Parents are allowed to come to the science fair, and apparently most people’s parents don’t have to work on Friday afternoons like my mom does, so while we wait for our final judge, Kat and I play a game I invent called Guess Whose Parent.
“Ha-ha, I win,” I whisper to Kat when a tall black woman in a plaid suit, who’s a bit darker than Mom, walks up to Marcia and tells her, “Honey, I’m going back to work now. Good job!”
“Man, I would not have guessed that,” Kat whispers back. Considering how few black kids there are in here, people probably think Marcia’s mom is mine. “How do you get so many of these?”
“I’m just gifted, I guess.”
Marcia’s mom turns around just then and smiles at us. “Hello, Meg,” she says. “Is your mom here?”
I shake my head, feeling Kat’s angry villain glare drilling holes in the side of it. “No,” I say. “She had client meetings today that she couldn’t reschedule. She made me present our project for her last night.”
“Well, tell her I said hello,” Marcia’s mom says, and I promise that I will.
“You’re just gifted, eh?” Kat hisses at me when Marcia’s mom leaves.
“Okay, so I might have cheated on that one.” When she doesn’t stop glaring, I add, “All right, all right—you can have one penalty smack,” and hold out my hand, palm down.
She doesn’t even hesitate, just slaps it once, hard enough to make a small thwack.
“Ladies,” comes a booming voice, “no violence in the school, you know that.” It’s Mr. Goldsmith, a science teacher I know for the same reason every girl knows him—his jawline alone, with its perfectly sloped angles meeting at his dimpled chin, deserves its own place on a magazine cover.
“Sorry,” Kat mumbles at her feet as her face flushes bright red.
I just grin. “It’s okay,” I tell him, putting my arm around Kat’s shoulder. “We’re besties. And besides, I deserved that.”
It’s a good thing my part is first, because Kat’s face is still red through my entire presentation. I throw in a couple of extra jokes to stretch my section out a little longer—Mr. Goldsmith actually laughs properly at them, which only makes him more dreamy—and by the time we get to Kat’s part, she looks less flustered. Sure enough, she breezes through it, with barely a stutter.
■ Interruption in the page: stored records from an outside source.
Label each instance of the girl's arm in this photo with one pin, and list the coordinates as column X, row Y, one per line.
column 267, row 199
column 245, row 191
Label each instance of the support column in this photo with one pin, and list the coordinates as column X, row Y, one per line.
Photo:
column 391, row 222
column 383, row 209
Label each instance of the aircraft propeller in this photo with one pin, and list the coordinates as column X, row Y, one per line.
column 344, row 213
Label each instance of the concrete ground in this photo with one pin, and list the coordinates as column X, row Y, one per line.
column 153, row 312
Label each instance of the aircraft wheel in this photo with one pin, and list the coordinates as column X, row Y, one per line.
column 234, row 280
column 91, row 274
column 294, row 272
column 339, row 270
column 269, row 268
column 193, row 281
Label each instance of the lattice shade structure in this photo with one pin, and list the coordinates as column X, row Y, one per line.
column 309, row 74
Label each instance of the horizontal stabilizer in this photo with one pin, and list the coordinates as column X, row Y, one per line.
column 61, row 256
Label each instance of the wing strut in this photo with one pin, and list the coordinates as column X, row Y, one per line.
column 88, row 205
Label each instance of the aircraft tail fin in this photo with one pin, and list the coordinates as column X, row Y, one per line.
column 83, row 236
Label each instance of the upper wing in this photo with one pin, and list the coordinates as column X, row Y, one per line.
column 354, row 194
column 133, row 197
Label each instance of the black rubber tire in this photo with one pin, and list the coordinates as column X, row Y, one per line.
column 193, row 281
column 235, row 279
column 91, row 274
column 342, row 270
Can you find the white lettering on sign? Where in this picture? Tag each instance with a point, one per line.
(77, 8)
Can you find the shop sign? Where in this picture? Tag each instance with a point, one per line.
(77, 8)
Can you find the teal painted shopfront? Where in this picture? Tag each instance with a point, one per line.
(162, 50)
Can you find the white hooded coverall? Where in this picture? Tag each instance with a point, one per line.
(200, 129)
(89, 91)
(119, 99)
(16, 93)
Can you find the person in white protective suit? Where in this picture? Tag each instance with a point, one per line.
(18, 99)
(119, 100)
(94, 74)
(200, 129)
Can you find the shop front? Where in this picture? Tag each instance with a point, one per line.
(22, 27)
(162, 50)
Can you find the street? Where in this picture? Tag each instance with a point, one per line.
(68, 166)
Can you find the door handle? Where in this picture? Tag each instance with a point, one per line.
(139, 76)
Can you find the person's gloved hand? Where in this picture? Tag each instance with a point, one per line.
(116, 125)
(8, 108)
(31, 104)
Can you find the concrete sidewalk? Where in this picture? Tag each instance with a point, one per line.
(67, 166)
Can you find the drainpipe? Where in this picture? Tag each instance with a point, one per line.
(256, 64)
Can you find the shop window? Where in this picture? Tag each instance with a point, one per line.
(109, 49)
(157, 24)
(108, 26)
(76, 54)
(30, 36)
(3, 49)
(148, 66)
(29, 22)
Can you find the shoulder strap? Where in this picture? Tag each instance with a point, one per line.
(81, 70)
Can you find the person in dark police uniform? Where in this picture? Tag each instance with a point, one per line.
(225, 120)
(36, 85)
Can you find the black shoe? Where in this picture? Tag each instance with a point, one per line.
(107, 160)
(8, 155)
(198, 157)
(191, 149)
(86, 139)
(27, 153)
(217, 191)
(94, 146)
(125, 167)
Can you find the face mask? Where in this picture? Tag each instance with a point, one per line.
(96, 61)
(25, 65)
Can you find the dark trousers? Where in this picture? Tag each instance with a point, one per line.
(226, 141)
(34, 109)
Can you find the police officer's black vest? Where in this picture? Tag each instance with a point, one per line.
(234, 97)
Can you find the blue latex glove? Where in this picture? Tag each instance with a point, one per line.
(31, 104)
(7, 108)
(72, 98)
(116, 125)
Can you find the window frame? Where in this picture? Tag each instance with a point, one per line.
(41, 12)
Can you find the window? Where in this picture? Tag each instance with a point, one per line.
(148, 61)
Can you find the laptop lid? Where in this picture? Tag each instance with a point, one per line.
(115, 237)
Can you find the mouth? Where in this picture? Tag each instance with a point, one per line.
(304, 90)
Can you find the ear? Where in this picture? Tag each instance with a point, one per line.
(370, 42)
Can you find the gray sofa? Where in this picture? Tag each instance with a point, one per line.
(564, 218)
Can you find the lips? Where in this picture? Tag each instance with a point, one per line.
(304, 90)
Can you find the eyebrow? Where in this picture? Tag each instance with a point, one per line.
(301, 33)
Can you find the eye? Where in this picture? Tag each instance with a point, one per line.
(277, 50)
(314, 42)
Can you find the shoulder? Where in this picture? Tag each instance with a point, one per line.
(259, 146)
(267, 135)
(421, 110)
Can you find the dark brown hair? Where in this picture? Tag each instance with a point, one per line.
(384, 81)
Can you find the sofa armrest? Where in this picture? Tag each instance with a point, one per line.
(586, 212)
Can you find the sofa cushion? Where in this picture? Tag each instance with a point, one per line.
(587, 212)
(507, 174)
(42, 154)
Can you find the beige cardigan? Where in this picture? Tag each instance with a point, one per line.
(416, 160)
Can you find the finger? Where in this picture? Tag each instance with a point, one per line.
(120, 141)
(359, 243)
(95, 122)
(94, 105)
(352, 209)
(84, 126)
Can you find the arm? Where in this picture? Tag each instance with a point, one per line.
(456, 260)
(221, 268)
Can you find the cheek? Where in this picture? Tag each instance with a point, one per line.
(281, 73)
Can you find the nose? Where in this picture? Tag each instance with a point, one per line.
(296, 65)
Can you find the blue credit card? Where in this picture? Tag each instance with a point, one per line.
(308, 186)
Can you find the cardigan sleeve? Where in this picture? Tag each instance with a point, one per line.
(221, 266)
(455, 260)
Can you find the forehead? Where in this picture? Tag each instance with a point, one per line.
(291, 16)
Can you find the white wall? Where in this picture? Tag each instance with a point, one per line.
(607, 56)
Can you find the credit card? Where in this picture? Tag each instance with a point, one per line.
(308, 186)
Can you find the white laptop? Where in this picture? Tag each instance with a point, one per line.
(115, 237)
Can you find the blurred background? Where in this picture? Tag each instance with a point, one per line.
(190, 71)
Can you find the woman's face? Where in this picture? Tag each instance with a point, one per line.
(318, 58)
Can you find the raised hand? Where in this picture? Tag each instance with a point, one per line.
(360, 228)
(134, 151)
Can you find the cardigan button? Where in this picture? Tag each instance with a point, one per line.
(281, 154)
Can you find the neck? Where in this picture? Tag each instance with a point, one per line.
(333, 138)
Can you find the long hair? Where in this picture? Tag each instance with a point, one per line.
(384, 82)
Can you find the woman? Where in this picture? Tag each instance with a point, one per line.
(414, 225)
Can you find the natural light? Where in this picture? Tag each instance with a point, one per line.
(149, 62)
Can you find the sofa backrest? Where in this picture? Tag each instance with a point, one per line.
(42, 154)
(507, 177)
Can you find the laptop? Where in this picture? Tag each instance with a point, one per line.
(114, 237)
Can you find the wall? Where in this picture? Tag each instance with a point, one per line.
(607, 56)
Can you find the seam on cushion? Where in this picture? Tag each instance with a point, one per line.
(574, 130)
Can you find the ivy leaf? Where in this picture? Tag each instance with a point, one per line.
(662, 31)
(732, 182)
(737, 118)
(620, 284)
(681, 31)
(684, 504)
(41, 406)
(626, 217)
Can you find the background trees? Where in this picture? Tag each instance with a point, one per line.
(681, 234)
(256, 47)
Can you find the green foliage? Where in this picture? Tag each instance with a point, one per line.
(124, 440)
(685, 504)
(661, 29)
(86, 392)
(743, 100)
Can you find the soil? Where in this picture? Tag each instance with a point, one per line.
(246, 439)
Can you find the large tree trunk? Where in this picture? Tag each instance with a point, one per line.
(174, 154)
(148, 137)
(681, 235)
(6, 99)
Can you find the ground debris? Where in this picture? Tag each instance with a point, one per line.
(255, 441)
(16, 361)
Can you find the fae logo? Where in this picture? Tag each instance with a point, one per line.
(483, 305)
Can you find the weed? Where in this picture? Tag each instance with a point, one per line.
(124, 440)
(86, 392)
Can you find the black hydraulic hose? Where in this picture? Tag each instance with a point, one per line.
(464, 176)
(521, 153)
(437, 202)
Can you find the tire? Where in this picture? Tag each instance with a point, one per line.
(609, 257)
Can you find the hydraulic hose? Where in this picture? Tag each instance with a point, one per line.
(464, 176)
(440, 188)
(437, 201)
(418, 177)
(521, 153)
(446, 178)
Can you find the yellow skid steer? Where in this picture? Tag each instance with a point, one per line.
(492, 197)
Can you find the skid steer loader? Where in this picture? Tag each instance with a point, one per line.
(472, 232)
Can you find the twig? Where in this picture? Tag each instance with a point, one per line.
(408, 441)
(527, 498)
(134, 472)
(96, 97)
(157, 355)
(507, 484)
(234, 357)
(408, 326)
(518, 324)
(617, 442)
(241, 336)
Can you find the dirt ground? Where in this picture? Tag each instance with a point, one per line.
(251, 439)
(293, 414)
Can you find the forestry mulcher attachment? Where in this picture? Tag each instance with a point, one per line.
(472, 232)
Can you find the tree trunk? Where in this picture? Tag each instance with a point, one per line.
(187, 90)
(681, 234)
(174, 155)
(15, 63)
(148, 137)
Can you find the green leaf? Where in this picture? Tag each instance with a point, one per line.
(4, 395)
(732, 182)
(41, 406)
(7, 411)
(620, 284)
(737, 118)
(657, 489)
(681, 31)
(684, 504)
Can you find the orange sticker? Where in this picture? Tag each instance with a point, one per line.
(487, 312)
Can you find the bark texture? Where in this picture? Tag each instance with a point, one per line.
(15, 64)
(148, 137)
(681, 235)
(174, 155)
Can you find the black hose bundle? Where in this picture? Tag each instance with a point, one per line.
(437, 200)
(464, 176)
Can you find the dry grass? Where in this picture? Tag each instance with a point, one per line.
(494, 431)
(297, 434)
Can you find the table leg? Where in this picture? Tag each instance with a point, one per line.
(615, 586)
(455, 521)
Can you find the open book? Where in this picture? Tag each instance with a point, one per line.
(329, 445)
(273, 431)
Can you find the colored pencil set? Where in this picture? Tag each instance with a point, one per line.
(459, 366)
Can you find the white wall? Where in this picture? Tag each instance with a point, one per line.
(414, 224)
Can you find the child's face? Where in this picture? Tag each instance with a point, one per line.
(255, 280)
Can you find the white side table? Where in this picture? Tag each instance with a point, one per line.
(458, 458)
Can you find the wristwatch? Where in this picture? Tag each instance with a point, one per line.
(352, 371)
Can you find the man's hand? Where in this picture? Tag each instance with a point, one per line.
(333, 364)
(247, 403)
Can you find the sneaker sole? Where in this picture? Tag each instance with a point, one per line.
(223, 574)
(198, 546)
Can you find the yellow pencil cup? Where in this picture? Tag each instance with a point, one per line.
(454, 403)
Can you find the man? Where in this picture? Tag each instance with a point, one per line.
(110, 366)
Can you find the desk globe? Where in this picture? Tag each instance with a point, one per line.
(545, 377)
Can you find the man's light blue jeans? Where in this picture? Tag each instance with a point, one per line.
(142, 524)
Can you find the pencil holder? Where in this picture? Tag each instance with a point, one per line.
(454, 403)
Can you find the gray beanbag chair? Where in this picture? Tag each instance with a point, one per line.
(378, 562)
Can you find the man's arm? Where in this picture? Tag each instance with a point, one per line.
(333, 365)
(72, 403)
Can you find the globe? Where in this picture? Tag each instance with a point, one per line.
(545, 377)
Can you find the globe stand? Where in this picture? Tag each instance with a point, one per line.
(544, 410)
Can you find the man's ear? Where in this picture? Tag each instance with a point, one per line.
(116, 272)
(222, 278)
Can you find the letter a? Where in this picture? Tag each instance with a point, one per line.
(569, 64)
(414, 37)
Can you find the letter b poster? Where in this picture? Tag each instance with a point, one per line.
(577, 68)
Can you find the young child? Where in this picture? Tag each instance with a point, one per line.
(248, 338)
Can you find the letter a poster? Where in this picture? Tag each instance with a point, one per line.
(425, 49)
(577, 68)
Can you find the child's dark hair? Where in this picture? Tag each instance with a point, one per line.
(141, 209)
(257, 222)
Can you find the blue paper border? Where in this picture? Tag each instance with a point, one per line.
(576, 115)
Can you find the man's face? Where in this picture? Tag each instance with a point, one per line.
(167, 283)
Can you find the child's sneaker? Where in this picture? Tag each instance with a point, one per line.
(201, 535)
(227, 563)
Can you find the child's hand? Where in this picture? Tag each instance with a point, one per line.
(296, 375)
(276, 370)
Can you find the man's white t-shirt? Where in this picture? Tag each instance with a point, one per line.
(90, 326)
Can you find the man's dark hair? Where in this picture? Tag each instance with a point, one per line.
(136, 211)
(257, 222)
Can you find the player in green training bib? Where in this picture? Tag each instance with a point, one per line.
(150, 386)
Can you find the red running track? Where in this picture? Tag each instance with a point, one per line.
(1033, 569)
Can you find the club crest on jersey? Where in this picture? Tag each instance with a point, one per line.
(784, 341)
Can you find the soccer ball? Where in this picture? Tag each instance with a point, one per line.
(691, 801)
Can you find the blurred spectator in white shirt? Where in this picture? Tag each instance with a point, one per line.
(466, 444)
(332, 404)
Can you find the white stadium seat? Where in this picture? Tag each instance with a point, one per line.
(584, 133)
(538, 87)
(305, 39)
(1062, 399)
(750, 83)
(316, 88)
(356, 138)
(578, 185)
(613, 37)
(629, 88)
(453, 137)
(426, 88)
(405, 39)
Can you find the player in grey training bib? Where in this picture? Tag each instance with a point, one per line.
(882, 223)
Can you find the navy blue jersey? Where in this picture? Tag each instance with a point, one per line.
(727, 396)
And then we’re done. I bump my hip happily into Kat’s as Mr. Goldsmith walks away. We have won this. For sure.
KAT
ALL OF THESE PROJECTS ARE CRAP.
Like, seriously, folks, is this really the best you can do?
My fellow classmates have had almost seven months—seven months!—to whip together a thought-provoking, prizeworthy project, and the best they’ve come up with is a couple of projects about watering plants, one about a dung beetle, and way too many about the dangers or nondangers of microwaves.